Person Directory 2.0 Design Notes

Here are my notes from some internal design work on PD2.0, the primary goals are:

  • Simplify configuration, this will likely involved a custom Spring namespace handler to provide a more complete XML configuration language.
  • Improve lookup speed, adding in an ExecutorService to allow for parallel lookup of attributes from various sources.
  • Simplify the API, provide a try criteria API for complex searches in addition to the ability to lookup attributes for a single user.

Secondary goals:

  • Add JMX monitoring of performance of each attribute source.

 

QUESTIONS

  1. are attribute names case insensitive?
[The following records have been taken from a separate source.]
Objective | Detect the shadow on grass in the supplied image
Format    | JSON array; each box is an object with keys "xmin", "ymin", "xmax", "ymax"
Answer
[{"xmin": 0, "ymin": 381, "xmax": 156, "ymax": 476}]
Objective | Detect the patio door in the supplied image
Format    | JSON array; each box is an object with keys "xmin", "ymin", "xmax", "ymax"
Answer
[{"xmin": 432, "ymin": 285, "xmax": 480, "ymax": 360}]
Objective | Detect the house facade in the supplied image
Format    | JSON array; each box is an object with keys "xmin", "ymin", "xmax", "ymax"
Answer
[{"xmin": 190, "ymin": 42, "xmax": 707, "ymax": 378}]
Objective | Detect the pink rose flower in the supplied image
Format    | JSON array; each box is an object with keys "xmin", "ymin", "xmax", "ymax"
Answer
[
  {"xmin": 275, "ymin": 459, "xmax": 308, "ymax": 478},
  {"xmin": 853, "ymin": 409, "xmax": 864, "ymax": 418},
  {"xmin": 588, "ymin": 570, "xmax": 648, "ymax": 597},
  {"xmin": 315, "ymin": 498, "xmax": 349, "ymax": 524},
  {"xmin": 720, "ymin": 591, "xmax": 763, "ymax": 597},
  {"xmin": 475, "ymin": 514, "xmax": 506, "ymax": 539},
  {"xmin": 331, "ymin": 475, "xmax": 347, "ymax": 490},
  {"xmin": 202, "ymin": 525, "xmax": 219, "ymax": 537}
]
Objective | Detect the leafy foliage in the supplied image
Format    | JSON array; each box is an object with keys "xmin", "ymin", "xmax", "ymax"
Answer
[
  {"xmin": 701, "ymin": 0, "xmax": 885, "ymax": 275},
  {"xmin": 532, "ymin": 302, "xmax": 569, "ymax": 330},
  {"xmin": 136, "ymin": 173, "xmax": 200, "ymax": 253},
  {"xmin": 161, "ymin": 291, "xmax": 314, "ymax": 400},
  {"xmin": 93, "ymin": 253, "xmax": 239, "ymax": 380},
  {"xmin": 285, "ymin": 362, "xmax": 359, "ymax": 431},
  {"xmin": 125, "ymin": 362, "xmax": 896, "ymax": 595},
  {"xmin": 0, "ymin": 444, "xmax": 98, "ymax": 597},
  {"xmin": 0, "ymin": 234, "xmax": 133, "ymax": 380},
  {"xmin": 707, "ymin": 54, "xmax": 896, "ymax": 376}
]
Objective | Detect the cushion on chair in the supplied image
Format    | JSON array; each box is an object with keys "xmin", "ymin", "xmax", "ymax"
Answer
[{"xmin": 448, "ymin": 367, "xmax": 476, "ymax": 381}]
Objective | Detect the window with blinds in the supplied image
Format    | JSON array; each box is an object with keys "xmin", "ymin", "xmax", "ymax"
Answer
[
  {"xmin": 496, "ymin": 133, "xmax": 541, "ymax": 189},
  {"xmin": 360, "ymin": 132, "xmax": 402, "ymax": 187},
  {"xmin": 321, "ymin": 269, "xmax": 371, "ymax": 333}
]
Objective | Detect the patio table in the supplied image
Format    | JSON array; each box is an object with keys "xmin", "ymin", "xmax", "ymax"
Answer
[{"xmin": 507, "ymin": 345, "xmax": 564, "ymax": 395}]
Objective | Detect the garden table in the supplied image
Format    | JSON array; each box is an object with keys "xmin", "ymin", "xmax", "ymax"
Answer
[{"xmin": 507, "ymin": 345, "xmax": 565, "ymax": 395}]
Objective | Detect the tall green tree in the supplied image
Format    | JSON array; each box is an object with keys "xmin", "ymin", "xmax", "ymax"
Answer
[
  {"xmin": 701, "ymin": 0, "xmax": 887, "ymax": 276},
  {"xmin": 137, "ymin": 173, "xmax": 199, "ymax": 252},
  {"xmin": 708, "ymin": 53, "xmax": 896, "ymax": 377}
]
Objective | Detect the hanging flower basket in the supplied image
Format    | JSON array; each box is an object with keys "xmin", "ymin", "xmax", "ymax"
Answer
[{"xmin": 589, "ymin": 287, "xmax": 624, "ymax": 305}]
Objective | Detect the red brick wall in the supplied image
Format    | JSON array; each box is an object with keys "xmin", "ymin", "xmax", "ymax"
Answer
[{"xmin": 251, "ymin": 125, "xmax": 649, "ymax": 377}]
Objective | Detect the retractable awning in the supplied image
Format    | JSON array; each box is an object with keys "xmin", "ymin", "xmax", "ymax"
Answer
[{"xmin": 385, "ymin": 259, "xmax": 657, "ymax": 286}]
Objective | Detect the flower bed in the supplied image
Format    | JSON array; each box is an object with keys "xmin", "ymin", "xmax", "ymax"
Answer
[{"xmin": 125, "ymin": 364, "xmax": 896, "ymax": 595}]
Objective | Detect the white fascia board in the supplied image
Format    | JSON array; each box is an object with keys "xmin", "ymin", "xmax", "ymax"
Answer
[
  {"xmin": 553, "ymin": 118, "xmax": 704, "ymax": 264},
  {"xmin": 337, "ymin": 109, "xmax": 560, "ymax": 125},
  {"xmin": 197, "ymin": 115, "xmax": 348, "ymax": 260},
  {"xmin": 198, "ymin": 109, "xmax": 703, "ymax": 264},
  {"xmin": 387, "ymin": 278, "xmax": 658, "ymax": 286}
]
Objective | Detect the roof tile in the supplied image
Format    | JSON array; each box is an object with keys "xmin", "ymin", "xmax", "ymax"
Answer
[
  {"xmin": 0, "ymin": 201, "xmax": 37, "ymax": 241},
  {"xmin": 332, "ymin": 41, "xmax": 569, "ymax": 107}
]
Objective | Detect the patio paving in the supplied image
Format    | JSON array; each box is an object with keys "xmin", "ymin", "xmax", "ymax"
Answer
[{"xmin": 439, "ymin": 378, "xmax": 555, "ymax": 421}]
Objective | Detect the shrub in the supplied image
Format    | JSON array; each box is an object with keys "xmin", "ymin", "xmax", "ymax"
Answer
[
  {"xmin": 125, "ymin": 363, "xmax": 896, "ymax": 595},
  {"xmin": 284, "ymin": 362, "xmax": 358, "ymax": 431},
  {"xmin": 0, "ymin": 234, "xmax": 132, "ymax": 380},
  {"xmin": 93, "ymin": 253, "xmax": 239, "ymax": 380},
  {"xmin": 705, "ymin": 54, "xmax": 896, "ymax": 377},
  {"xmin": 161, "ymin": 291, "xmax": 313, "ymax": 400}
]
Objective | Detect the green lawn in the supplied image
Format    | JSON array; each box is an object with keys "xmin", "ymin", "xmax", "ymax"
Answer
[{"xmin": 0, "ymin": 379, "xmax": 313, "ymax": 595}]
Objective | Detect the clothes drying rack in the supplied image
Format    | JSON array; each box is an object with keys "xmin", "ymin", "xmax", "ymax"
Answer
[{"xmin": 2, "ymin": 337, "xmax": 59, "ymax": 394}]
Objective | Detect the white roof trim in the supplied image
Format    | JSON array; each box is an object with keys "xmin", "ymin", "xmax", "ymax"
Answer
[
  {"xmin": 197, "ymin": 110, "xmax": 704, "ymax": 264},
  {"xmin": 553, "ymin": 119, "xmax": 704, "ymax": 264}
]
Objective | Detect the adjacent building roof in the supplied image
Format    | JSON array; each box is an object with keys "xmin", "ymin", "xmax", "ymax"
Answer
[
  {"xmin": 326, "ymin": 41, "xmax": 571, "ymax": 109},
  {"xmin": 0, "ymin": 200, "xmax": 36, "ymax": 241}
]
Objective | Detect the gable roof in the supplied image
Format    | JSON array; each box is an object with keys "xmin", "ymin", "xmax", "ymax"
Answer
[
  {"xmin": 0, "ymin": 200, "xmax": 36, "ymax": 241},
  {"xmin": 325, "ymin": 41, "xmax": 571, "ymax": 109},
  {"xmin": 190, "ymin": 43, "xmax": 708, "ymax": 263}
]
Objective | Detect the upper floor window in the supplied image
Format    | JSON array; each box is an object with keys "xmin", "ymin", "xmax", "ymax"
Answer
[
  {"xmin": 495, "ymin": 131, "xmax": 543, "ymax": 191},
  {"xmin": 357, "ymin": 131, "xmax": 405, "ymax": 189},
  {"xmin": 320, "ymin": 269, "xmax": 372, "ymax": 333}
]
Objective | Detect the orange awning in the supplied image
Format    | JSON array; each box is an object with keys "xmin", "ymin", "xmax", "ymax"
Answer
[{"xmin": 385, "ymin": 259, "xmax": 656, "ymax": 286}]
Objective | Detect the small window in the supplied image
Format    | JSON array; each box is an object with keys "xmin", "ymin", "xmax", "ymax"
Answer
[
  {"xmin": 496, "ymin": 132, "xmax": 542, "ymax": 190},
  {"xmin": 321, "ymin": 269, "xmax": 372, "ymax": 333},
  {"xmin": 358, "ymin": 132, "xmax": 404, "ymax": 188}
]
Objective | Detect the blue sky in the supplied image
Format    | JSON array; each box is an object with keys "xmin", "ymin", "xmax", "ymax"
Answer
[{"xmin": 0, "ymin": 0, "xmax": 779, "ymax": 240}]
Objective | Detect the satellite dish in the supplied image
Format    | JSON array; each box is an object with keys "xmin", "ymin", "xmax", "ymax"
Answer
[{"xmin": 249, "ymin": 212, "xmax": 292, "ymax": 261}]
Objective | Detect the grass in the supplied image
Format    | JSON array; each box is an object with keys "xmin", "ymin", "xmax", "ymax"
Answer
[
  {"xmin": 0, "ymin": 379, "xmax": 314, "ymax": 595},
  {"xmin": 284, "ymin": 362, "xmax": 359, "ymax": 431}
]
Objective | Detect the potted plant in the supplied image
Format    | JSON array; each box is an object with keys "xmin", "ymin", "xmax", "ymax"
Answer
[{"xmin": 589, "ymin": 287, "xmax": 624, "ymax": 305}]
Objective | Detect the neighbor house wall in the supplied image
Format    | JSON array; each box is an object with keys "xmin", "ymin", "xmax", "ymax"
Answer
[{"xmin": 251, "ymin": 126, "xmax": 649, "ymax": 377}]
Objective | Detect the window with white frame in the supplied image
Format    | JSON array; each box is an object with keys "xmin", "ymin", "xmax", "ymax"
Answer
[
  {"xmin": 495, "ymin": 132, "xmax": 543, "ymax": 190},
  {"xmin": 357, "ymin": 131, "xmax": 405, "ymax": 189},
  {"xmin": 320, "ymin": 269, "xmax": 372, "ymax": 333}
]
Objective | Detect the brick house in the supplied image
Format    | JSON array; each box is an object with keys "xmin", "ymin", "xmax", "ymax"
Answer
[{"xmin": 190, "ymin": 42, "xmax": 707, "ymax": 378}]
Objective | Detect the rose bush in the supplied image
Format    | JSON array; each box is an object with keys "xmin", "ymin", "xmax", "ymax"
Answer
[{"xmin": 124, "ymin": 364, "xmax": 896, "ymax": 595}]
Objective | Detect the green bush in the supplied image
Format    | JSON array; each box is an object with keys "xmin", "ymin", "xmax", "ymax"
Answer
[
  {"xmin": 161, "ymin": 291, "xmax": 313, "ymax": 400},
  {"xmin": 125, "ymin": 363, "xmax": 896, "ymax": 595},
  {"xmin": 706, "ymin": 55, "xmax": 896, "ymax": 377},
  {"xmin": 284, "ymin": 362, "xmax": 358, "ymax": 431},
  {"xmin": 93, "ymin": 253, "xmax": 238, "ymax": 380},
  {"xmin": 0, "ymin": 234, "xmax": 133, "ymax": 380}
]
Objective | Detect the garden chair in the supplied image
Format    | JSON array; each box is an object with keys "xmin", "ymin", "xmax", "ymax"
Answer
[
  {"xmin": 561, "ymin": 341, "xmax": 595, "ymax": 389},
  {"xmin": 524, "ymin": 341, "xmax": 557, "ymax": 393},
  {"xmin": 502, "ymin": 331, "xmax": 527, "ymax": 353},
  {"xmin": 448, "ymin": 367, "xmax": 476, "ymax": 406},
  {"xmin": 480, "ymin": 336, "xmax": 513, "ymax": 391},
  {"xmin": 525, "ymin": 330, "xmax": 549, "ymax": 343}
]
YES according to PD1.5 behavior


api - public interface

Complex queries and multiple attribute sources

  • default root query object ORs its parts together?
  • break root query object up by OR clause?
  • maxResults?
  • the problem:
    • Given a query like (firstName=Jane && (isStudent=Y || lastName=Doe))
    • How do we handle sources that do not support all of the attributes in the query?
      • do a multi pass query, query sources that support all attributes first
      • query sources that support a subset of the attributes second, during merge filter these in code using the attributes that were not passed to the source
      • query non-searchable sources

General Query Logic

  • attribute query
    • ex: by username, [foo=bar, name=smith, ....]
    • Run MS & PS sources
      • turn map into OR() criteria for MS
    • Run S sources once per existing result
  • criteria query
    • ex: (firstName=jane && (lastName==smith || lastName=doe))
    • Run MS sources
      • merge results
    • Run PS sources
      • merge results
    • Run S sources once per existing result

attribute source classes - how do we tell/config the difference?

  • fully searchable (MS) - CriteriaSearchAttributeSource
    • uses a query template (supports arbitrary logic)
    • ldap or primary use directories go here
  • partial searchable (PS) - SimpleSearchAttributeSource
    • uses named placeholders but still can return multiple people for one query
    • small associated sources go here
  • single-person only (S)
    • will only ever return a single result ... is this useful?
    • in=memory sources like for shib go here


spi - what code in support implements to provide data


core - big ugly guts

  • core code that does
    • dependency tree calc of sources
    • determine query order and potential for parallelism, probably better to figure it with always parallel and having "block" spots that wait for other sources to complete
    • caching of results from each source
    • handling of query timeouts
    • merging results from various sources
    • mapping attribute names from the API side to the SPI side
      • TODO move this into a transformation API
    • jmx metrics for per-source usage & performance
    • primaryId
      • Used when a find person by primary id query is run
      • Used to merge data from multiple sources (each result must have a primaryId set)
  • add a list of AttributeSourceFilter
    • these are called in order (sorted by ordered)
    • if any filter returns false the filtered source is not executed
    • filterchain style API that allows for modification of search?
  • dependency tree calculation on configured attribute sources
    • needs to fail to init if something is wrong with the tree
    • this probably needs to be calculated and cached for each query since the tree will look different every time based on the input
  • caching of results - part of XML config support
    • for each configured source, set cache name or reference to Ehcache bean
    • optional cache name/ref for misses
    • optional cache name/ref for exceptions
  • query timeout - part of XML config support
    • set maximum wait for query result
    • set behavior on timeout? (ignore, fail)
  • merge behavior
    • if two sources return different attribute values for the same attribute ignore the second and log an error
  • attribute name mapping - part of XML config support
    • for each configured source, option to allow for saying api attr "username" is actually "uid" in this spi
    • which direction does this mapping work?
  • attribute lists
    • in the config are these the PD side or the source side of the attr mapping?
    • at least one required or optional search attribute must be specified
    • required search
      • ALL of these attributes must be include in a query for this source to be able to run the query 
    • optional search
      • This plus the required set make up the collection of attributes that can be used to search, attributes outside this set are ignored
    • available return 
      • The list of attributes the source returns, this is a best-effort set and the source may return more attributes than are named in the set

support

  • attribute sources
    • jdbc (MS,MP,S)
      • single row
      • multi row
    • ldap (MS,MP,S)
    • xml (MS)
    • request attribute (S)
  • filters
    • regex
    • spel